For Whom the Minivan Rolls
Page 22
“So what does Maddie get for her silence?”
“She gets vacations. Every once in a while, she just takes off, rents herself a hotel room, and calls Martin Barlow. He shows up, they go at each other like a couple of bulldogs in heat for a few days, and she goes back to Gary, flaunting it over him that she likes Martin better in bed, and making sure that Rachel knows she’s using Martin up over and over again.”
Martin Barlow, sex machine. Go figure. “Is that the end?” I asked.
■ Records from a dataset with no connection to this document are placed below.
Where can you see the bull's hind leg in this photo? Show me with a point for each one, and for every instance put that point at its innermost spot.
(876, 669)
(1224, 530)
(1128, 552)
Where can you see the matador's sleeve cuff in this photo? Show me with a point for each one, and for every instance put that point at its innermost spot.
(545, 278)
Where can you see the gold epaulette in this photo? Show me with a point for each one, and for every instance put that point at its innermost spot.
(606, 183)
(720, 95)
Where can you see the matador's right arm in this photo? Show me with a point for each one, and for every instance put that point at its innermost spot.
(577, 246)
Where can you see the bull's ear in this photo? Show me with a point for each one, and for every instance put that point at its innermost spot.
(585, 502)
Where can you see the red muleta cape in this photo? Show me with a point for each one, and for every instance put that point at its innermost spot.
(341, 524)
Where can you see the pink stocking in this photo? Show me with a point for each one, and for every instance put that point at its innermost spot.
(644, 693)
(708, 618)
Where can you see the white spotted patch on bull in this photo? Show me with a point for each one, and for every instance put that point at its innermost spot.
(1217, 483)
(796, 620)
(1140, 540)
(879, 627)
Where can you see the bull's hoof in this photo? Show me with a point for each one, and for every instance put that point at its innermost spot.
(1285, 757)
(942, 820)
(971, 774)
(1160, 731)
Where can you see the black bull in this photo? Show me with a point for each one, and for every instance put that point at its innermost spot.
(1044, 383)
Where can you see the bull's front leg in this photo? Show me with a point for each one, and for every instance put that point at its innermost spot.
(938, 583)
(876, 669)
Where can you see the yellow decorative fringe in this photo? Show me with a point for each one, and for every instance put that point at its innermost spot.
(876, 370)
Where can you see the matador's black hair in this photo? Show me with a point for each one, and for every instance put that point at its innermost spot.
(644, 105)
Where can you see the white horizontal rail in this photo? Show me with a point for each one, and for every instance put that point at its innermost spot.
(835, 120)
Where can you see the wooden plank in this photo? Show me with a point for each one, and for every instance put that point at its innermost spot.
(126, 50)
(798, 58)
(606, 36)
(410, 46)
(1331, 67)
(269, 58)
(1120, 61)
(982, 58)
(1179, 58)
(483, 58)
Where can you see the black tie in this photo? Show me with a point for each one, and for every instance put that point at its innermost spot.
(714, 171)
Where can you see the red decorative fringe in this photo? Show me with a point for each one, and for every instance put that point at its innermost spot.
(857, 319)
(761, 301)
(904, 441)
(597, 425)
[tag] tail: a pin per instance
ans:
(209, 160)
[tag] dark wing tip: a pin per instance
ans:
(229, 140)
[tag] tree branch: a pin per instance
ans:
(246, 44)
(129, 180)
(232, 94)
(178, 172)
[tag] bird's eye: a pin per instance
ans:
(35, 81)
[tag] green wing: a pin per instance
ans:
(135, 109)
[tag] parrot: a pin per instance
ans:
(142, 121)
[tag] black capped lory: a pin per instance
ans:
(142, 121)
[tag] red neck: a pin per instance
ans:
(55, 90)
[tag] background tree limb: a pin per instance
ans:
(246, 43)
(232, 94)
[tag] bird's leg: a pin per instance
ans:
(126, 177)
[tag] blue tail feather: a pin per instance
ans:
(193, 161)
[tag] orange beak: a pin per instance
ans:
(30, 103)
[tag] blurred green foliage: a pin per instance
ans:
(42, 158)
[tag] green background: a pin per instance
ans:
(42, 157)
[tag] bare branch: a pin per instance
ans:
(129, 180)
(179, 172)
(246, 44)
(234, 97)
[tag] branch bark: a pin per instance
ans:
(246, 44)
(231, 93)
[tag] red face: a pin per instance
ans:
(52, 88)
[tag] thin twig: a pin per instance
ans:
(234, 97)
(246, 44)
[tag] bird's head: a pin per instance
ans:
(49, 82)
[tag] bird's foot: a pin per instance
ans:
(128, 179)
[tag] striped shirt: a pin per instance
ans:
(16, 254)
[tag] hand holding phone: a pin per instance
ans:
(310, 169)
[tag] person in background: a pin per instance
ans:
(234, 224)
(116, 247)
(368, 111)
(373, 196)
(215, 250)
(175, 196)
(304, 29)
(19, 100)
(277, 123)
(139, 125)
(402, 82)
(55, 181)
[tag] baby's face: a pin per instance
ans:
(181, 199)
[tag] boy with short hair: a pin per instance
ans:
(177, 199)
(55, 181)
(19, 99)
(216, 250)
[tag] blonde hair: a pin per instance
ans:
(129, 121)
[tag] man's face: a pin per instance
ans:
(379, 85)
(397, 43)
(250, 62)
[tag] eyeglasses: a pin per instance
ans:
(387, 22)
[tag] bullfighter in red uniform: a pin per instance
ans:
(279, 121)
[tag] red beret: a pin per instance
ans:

“No, but I don’t know the end. Maddie always calls me every week, except when she’s on what she calls her ‘Martin breaks.’ Well, she doesn’t call two weeks ago, and she doesn’t call last week, so I figure she must be on some kinda break. Then I read in the paper that she’s dead.”
“That must have hit you right in the gut.”
“Tell you the truth, all I could think was, at least it doesn’t hurt her anymore. She had what she wanted, and they took it away from her. And the guy she really loved was one of those who did it to her. That must’ve really hurt.”
“I would guess.”
“So who killed her?” Marie Aiello asked.
“I don’t know,” I said, “but if you call me tomorrow, I might have another answer.”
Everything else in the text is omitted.